The note I left her this morning was amusing, at least to me. I’m hoping it’ll lighten the mood and help her feel less awkward about what happened last night. It’s important to me that she understands, despite her hazy recollection of the evening, that I am one hundred and ten percent in on this thing between us.
And yes, I know that’s not a real score, but it’s a genuine reflection of my feelings. I’m all in . . . and then some.
Surprisingly, I slept like a baby on Claire’s floor. Had I gone upstairs, I would’ve worried about her all night. Even though she sobered up quite a bit by the time we turned in, if my medical training has taught me anything, it’s that you can never be too careful. I’ve seen lots of stuff in the hospital that was initially tagged as nothing, only to end up as something major later on, so I’m overly cautious about this kind of thing.
I just wish I wasn’t at the hospital for the next five days straight because it means I won’t be able to see her much. Thanksgiving is one of the busiest times when it comes to surgeries, and the department needs all hands on deck. I might be a walking, talking zombie by the time this week is over, but that’s how it goes when you’re at the bottom of the surgical food chain.
Truthfully though, it’s probably for the best that I’m working so much, considering I’m starting to doubt my self-control around Claire. Our hookup two months ago can easily be explained by ignorance—I had no idea she was Parker’s sister.
But would that knowledge even have held me back?
Doubtful.
She was so damn electric that night, I could barely think straight enough to respond to her coherently, let alone stop myself from taking things too far.
The biggest issue is that Parker trusted me to look after Claire. And I fully intend to continue doing that. But, I also plan on fucking her silly—which is why I need to have a conversation with him before I take this any further.
I value the friendship Parker and I have built over the past year, and I truly owe him everything when it comes to this residency and my career.
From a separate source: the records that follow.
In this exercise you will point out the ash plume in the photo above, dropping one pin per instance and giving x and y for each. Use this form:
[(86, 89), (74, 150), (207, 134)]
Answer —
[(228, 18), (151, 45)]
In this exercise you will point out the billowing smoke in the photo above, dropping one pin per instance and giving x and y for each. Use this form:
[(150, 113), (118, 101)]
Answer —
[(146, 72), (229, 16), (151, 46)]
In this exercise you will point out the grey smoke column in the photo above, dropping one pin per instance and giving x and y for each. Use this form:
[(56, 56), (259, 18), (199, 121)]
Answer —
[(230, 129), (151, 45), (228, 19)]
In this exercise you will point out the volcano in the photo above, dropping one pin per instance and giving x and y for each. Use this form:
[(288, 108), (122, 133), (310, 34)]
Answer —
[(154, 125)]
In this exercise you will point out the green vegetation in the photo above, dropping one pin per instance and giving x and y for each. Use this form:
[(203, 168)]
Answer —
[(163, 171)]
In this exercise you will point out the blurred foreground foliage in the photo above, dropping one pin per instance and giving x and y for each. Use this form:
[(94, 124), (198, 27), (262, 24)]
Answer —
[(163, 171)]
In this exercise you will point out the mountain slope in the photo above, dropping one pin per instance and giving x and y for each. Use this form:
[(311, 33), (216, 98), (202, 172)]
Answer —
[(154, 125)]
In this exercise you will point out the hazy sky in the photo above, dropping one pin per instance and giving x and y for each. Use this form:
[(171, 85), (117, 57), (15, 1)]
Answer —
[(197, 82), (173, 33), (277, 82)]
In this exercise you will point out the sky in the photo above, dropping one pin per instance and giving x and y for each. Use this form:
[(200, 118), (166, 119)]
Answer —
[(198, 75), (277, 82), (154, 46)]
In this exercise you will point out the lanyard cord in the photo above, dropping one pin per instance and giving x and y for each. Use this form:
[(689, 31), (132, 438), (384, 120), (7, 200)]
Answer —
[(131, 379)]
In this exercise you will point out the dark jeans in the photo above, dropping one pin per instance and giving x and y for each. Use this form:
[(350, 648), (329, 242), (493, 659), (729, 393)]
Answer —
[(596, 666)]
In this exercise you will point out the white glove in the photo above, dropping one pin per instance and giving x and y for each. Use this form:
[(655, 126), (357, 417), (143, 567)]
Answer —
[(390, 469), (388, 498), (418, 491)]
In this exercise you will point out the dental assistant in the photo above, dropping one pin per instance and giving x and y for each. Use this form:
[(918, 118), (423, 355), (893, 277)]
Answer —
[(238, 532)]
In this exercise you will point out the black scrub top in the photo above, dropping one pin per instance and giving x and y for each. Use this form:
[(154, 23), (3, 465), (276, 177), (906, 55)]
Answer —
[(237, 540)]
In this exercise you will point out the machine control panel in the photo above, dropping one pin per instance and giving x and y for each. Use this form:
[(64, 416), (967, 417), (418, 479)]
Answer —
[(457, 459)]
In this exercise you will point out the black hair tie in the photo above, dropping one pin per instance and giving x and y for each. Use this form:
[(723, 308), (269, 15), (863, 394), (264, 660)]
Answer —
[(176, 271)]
He’s not just my best friend, he’s become like an older brother to me. Because my brother lives in another city and has a family of his own, he doesn’t have a ton of time for me, so Parker has kind of filled that void. And I don’t want to do something that will fuck that up.
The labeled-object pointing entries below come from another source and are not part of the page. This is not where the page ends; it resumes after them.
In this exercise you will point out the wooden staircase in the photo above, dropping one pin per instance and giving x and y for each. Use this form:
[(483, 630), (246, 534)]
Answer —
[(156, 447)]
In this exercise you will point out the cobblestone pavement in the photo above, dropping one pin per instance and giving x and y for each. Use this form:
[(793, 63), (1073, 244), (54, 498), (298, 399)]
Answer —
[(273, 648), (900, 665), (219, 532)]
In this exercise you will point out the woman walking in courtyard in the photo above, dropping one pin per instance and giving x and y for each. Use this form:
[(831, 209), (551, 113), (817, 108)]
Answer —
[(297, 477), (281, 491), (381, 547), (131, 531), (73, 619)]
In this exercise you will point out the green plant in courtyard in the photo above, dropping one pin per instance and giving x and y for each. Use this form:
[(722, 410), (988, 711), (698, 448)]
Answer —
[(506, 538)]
If I talk to Parker like a man and let him know my intentions, there’s no way he can have an issue with me dating his sister. In his eyes, I wouldn’t think there would be anyone better.
After my first case this morning, I shot Cass a text to confirm that Claire wouldn’t be alone on Thanksgiving. Not that there’s anything I can do about it directly, but it would make me feel better if her first holiday without her mom was filled with family and laughter, especially because Parker is going to be stuck at the hospital with me.